Making Python 2x Faster on Apple Silicon

CPU types still matter, on your laptop and in production

Dec 30, 2025

CDN media — Johny Silverhand does sound cooler than Johny Silverarm, I guess

Intro

Hello friends. I recently upgraded to a new MacBook and somehow made my development environment slower. The culprit? Architecture mismatches — x86 binaries running through Rosetta 2 at roughly half the speed of native ARM builds. Naturally, I vibe-coded some benchmarks to measure the real cost.

The Easy Part

I got a new laptop, ran Migration Assistant to copy my old machine’s data, and immediately noticed Cursor was sluggish. Turns out my Cursor build was x86, so I downloaded the ARM version, which was instantly faster. A few other apps had the same problem — some detected it and prompted me to upgrade, while others I had to track down manually.

The Harder Part

Node stopped working entirely. I migrated to nvm to manage my node versions.

Then Terraform started timing out on nearly every run. I migrated to tfenv, grabbed an ARM build, and the timeouts disappeared.

Then I discovered that I was also running an x86 version of Python.

I verified like this:

? file /usr/local/bin/python3
/usr/local/bin/python3: Mach-O 64-bit executable x86_64

To install an ARM Python, I needed to install an ARM Homebrew first. ARM Homebrew installs in /opt/homebrew, while the x86 version installs in /usr/local. You can see the logic here.

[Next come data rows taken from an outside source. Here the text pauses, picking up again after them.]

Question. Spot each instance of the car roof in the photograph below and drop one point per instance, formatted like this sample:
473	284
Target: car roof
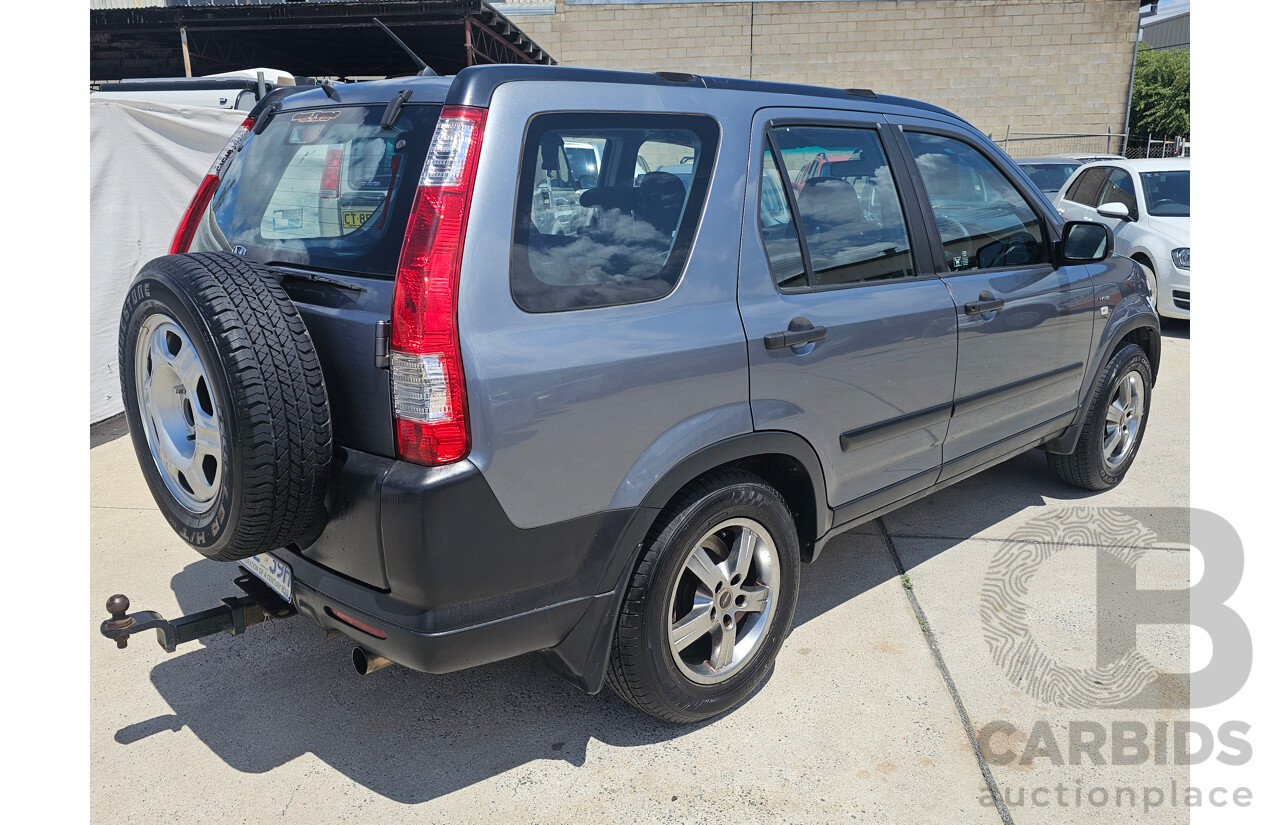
1146	164
475	86
1047	159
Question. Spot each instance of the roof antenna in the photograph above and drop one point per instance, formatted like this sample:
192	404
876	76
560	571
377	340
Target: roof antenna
423	69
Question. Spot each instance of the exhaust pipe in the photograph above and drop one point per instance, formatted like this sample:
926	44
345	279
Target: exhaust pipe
366	661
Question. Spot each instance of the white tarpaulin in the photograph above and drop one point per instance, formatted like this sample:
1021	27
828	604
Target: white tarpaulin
145	164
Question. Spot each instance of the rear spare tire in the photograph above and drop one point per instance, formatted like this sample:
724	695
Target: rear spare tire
225	403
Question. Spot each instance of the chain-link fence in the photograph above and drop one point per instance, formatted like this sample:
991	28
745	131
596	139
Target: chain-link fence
1115	143
1159	147
1042	143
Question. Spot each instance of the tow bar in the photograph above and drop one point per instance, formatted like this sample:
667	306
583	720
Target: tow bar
233	615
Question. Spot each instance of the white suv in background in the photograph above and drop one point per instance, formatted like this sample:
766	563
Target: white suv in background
1147	204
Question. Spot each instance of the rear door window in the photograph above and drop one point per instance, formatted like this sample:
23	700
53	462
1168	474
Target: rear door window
848	206
325	189
983	221
621	234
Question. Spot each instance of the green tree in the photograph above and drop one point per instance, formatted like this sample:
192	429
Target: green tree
1161	94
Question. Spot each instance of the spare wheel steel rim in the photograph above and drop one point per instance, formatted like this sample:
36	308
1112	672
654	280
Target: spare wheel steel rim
723	600
179	418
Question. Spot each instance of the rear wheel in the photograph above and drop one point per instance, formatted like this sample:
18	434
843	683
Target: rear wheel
711	601
1114	427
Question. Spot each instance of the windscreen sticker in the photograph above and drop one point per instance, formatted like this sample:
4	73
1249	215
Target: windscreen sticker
315	117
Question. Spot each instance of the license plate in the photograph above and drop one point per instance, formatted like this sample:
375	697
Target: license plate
355	220
273	572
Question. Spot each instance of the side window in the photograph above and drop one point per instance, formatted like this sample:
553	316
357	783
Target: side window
984	223
1118	188
1086	187
607	207
848	206
778	229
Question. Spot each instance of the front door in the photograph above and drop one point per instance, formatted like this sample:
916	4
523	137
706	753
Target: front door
850	343
1024	326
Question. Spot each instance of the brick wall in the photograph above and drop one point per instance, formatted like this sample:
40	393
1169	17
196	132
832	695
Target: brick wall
1027	64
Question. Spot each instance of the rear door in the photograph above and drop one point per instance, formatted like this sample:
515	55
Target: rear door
1024	326
850	343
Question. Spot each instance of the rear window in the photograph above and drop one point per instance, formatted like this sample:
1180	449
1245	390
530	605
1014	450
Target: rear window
616	229
1048	177
323	188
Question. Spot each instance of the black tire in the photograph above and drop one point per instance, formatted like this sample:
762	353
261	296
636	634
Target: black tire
266	394
1086	467
643	669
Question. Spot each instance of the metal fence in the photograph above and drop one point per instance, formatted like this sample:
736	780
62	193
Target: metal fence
1038	143
1047	143
1160	147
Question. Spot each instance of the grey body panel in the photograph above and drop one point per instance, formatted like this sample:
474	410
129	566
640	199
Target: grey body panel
890	354
341	321
632	388
1022	365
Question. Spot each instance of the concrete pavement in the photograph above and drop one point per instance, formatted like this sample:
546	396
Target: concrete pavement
856	723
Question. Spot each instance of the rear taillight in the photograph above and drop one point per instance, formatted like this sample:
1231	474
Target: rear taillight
208	187
428	390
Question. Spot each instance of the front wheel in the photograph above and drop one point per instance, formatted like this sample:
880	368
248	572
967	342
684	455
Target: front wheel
1114	427
709	603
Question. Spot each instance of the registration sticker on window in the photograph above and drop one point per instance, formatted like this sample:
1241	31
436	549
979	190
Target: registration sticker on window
287	219
355	219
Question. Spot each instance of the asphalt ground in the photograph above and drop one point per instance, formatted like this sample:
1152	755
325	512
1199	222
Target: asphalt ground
890	701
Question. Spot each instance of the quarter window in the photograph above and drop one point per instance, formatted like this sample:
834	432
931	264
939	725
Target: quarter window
983	220
1118	188
607	207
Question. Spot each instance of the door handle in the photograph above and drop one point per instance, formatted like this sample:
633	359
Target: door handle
986	303
799	333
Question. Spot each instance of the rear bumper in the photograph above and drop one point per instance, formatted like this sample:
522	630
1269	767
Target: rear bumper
426	557
319	592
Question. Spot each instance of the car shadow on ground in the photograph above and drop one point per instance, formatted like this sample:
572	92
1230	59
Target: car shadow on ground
286	690
1175	328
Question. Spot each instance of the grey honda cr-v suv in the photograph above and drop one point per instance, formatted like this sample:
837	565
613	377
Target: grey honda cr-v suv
458	400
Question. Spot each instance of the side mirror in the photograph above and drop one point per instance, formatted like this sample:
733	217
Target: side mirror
1115	209
1084	242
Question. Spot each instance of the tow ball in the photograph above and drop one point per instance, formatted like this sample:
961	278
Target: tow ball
233	615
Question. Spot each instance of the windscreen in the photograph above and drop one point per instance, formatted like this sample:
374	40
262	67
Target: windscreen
321	188
1048	177
1169	193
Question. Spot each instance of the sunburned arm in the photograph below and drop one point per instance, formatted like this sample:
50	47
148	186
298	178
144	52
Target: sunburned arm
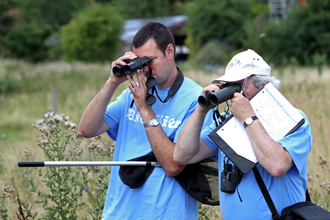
189	147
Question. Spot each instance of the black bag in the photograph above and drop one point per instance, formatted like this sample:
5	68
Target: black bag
199	180
305	211
299	211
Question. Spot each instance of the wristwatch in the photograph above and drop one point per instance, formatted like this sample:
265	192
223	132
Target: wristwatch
249	121
153	122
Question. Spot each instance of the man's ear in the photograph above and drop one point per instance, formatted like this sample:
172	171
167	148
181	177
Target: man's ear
169	52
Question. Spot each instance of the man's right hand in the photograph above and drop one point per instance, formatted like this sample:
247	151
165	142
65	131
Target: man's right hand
120	61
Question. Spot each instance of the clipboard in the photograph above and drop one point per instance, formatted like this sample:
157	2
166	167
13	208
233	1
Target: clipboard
276	114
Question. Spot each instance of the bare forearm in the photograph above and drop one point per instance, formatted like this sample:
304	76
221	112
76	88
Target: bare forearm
188	143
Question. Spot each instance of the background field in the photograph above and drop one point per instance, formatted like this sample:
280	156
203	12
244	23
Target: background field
27	93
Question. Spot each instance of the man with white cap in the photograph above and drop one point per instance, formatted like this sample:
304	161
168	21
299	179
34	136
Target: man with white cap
282	164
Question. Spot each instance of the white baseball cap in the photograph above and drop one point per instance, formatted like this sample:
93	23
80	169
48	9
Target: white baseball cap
243	65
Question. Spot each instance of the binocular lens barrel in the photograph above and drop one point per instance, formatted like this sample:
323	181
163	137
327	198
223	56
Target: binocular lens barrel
137	64
218	97
203	100
131	66
224	94
117	70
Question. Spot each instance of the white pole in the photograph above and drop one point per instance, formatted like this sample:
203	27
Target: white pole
86	163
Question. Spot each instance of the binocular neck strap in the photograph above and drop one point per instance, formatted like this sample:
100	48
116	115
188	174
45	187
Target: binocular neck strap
175	87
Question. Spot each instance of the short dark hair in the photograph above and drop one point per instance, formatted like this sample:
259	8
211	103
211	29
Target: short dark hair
159	32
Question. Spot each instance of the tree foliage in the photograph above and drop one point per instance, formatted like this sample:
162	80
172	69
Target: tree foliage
45	12
26	41
93	35
131	9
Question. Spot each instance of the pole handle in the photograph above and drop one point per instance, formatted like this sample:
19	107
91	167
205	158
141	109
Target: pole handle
31	163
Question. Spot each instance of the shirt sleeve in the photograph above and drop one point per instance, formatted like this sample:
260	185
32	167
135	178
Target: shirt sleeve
298	145
114	113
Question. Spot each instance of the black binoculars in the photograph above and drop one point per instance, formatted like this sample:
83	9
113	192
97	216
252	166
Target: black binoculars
215	98
131	66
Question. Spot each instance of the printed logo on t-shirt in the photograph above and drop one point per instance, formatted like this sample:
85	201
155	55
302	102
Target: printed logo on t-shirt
165	121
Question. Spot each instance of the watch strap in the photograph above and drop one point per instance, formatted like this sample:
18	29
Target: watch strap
153	122
253	118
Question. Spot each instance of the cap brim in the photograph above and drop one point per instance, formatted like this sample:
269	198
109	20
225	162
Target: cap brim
231	77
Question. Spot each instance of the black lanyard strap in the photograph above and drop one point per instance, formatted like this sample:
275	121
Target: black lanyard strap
174	88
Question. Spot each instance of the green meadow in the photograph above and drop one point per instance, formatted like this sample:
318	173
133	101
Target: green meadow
29	91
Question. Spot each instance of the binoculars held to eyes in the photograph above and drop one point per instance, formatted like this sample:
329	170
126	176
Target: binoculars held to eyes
131	66
215	98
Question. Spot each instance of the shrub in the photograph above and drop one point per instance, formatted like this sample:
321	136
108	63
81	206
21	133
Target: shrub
93	35
26	41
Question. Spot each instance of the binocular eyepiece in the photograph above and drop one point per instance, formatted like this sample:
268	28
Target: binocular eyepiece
131	66
215	98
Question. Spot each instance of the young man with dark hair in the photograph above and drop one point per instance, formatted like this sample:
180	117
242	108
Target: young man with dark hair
139	129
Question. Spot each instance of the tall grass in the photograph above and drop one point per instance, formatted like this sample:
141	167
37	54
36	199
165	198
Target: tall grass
26	95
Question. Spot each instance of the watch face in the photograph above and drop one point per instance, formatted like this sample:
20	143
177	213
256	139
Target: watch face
154	122
249	121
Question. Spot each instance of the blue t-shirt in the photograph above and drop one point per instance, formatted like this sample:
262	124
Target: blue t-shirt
160	197
247	202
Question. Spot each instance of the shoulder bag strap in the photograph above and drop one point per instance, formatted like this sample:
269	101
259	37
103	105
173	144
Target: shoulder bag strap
265	192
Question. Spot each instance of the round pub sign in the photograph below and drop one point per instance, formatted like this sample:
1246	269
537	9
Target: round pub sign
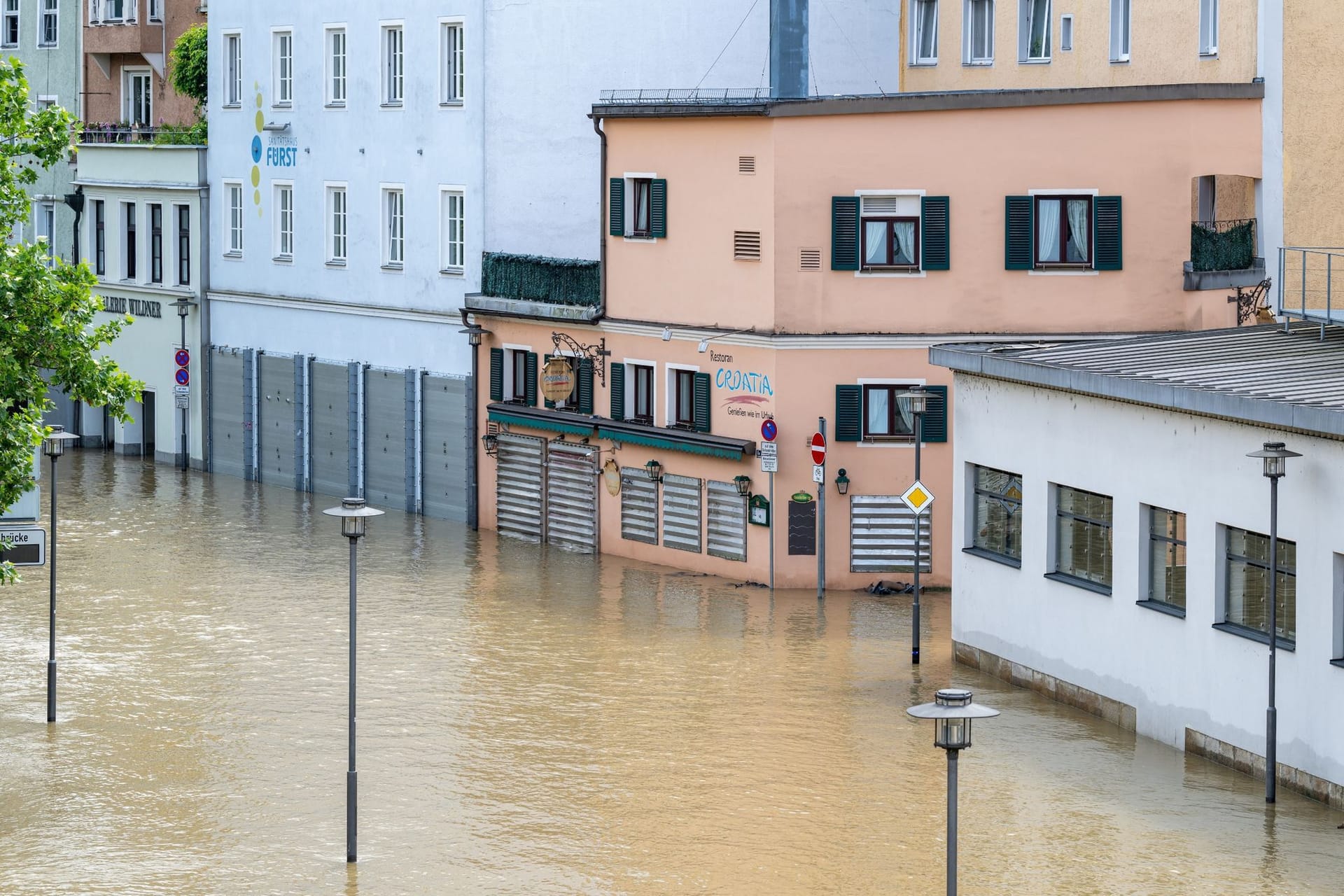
556	379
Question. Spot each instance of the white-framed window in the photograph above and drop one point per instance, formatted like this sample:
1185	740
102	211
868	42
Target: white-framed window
337	223
1120	30
394	62
335	54
979	33
1209	27
924	33
454	65
1034	31
452	230
234	223
283	67
233	70
394	226
284	235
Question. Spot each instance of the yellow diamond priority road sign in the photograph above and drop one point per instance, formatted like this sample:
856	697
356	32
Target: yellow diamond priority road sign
917	498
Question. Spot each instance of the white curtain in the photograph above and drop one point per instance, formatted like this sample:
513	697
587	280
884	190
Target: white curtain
1047	230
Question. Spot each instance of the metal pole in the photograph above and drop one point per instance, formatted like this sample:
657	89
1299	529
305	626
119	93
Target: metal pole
351	776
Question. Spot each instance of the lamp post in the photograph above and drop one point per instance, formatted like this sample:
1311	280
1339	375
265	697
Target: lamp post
1276	464
952	713
354	520
54	447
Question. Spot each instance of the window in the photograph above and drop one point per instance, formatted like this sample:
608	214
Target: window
1082	536
336	225
283	67
454	76
997	512
1120	30
394	227
1063	226
1209	27
979	33
336	67
924	35
1167	558
284	222
233	70
1246	590
1034	31
156	244
452	232
393	62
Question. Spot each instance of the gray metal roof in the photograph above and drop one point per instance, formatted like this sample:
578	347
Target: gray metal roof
1262	375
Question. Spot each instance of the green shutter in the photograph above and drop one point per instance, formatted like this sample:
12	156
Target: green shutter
844	232
530	387
848	413
701	403
1107	232
936	416
659	209
1019	232
616	209
934	242
496	374
617	377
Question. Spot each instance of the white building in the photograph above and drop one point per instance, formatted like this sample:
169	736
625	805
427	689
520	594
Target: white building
1113	535
366	156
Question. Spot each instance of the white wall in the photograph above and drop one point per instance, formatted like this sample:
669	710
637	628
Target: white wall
1176	672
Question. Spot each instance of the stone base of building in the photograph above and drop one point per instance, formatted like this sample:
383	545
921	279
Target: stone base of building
1046	685
1253	764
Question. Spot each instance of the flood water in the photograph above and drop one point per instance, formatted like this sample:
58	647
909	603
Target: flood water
534	722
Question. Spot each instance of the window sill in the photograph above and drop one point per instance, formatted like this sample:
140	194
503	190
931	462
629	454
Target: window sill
1079	583
1163	608
996	558
1252	634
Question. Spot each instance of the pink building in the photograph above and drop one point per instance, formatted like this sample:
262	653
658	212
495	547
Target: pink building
793	261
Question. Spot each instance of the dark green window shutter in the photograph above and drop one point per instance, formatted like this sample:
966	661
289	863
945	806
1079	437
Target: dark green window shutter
659	209
496	374
616	207
1019	232
848	413
934	242
1107	232
530	387
844	232
702	403
617	377
936	416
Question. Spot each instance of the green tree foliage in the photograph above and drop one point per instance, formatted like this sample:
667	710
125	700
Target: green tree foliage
190	57
48	309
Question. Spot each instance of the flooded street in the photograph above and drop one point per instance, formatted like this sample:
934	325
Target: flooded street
534	722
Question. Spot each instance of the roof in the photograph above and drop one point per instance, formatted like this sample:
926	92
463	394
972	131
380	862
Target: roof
1287	378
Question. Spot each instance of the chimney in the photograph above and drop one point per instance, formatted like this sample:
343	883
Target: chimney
788	49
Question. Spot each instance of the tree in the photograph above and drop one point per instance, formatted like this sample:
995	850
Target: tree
190	59
48	309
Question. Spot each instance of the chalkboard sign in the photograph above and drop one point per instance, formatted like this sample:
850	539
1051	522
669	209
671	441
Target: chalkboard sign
803	528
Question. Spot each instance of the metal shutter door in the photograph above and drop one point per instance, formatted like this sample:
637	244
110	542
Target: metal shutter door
882	535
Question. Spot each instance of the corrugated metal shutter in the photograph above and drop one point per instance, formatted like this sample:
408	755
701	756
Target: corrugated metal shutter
518	486
571	496
726	531
638	505
882	535
682	512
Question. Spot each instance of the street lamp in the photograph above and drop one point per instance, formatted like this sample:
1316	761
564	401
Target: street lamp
952	713
1276	465
918	399
54	445
354	520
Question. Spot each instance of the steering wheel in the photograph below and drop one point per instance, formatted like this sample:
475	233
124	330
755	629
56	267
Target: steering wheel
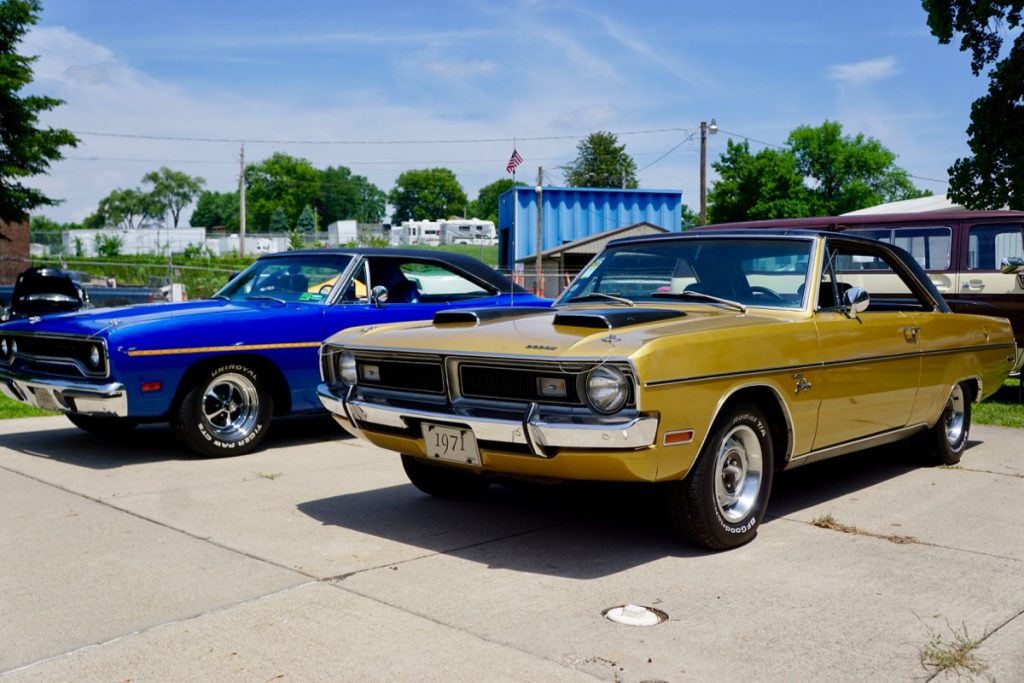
756	289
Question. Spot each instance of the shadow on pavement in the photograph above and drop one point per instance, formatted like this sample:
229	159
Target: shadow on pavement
154	442
614	526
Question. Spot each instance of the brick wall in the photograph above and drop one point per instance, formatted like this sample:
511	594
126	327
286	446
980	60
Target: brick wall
13	251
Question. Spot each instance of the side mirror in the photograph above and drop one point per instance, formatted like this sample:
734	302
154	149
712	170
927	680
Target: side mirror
378	296
1011	264
856	300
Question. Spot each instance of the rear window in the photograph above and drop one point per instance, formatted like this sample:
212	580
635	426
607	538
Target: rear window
988	245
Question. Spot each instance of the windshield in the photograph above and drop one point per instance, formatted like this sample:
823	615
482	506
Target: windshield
309	279
749	271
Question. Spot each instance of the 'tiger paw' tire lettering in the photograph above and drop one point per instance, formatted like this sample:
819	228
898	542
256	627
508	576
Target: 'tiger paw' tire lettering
226	411
721	503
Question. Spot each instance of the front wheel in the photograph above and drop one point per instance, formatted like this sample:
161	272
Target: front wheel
443	481
225	412
721	504
947	439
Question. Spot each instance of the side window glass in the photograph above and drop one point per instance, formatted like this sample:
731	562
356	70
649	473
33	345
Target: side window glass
988	245
930	246
872	271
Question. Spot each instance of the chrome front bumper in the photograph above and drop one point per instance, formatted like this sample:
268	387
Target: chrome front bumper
66	396
534	430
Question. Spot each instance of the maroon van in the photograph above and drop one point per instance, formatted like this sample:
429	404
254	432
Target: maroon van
975	258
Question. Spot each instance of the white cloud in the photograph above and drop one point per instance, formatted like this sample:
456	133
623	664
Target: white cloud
461	70
861	73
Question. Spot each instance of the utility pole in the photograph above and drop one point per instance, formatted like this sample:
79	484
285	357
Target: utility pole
705	130
540	230
242	201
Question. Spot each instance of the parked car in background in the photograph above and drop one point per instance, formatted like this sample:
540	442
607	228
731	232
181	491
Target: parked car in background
705	361
40	291
974	258
218	370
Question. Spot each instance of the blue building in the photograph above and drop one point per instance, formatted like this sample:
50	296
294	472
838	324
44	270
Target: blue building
573	213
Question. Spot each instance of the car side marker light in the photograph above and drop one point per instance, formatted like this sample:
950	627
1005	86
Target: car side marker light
678	437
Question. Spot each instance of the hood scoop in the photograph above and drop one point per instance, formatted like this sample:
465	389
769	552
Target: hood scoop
609	318
477	315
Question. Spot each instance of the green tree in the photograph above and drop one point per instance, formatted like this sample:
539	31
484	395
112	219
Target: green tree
279	221
757	186
172	190
216	209
426	195
993	176
126	208
485	204
281	180
109	246
25	150
306	221
818	172
601	162
848	172
342	196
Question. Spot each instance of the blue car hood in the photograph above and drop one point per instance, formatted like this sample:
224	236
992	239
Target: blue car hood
209	313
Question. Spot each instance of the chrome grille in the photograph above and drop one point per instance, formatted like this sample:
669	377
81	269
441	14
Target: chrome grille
58	355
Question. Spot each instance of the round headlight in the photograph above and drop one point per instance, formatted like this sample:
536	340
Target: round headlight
346	368
607	389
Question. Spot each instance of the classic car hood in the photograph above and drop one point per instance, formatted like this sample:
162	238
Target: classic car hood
567	332
111	322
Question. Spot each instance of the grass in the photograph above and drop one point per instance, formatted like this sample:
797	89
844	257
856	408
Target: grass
11	409
956	656
1004	409
829	522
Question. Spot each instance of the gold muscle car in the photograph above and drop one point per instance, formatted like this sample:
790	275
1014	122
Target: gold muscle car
701	361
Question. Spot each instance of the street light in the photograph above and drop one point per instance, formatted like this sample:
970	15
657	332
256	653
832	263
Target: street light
706	129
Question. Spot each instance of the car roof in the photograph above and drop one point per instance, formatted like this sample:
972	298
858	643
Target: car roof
469	264
739	232
834	223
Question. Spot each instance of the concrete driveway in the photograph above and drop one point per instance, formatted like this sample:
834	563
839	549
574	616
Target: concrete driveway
314	559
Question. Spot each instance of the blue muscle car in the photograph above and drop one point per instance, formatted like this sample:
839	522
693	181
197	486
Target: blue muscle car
219	369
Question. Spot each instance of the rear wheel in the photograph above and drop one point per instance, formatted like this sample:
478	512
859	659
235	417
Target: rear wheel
947	439
225	412
103	427
443	481
721	504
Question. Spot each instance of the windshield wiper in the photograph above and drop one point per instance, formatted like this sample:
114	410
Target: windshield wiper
263	297
701	296
601	295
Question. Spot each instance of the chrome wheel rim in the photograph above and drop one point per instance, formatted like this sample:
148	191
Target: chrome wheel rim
952	417
738	471
230	407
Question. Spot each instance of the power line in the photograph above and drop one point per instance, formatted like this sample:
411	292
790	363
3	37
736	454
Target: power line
237	140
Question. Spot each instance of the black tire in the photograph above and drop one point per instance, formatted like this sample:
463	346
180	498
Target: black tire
224	412
946	441
443	481
103	427
722	502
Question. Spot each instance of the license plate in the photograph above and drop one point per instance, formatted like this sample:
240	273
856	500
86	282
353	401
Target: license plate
452	443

I then verified my ARM Python installation:

? file /opt/homebrew/bin/python3
/opt/homebrew/bin/python3: Mach-O 64-bit executable arm64

How Was Anything Working?

The x86 binaries ran instead of crashing thanks to Rosetta 2, Apple’s compatibility layer that translates x86 instructions to ARM on the fly.

If you want to learn more, this deep dive was the best explanation I found.

Vibe Benchmarks

A colleague from a recent client migrated a production cluster to ARM and cut costs by 20%.

Why? ARM excels at performance per watt.

For example, if you’re running in AWS:

AWS Graviton instances typically offer 20-40% better price/performance than comparable x86 instances for many workloads, especially things like web servers, containerized applications, and data processing pipelines.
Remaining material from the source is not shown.